Il poursuit ses explications : Dans le processus d'Énergie NB, il manque toute la question de l'acceptation sociale. On voit que dans d'autres provinces, comme au Québec, c'est un élément important. C'est ce qui est plate pour la population d'Anse-Bleue, ce n'est même pas un critère d'évaluation d'Énergie NB. Je pense qu'il y a des leçons apprises dans le processus auprès du gouvernement. Nous, on a demandé où étaient les éoliennes et si c'était approuvé par la population deux ans passés. On a vu les lettres. Puis on a soumis [un projet]. Mais, c'est l'opérateur [Naveco Power] qui est responsable, avec Énergie NB.

Devant un tollé qu'il n'avait pas vu arriver, le maire de Bathurst incite la population d'Anse-Bleue - de même que les journalistes - à questionner le gouvernement et Énergie Nouveau-Brunswick.

La Ville de Bathurst va-t-elle abandonner?

Lorsqu'il est question de la possibilité pour la Ville de Bathurst de faire marche arrière, le maire laisse entendre que d'autres ont l'option de baisser pavillon.

On poursuit les discussions.

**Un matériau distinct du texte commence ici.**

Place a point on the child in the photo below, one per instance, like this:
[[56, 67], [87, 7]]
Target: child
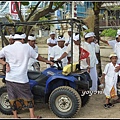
[[109, 78]]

Mais, ce sont des discussions que les gens d'Anse-Bleue doivent avoir avec leur "maire", qui est le ministre Carr [de l'Environnement et des gouvernements locaux]. Lui, il peut tirer la plug. Énergie NB peut tirer la plug. Pour nous autres, c'est plus difficile. Ce n'est pas nous qui tenons le gros bout du bâton.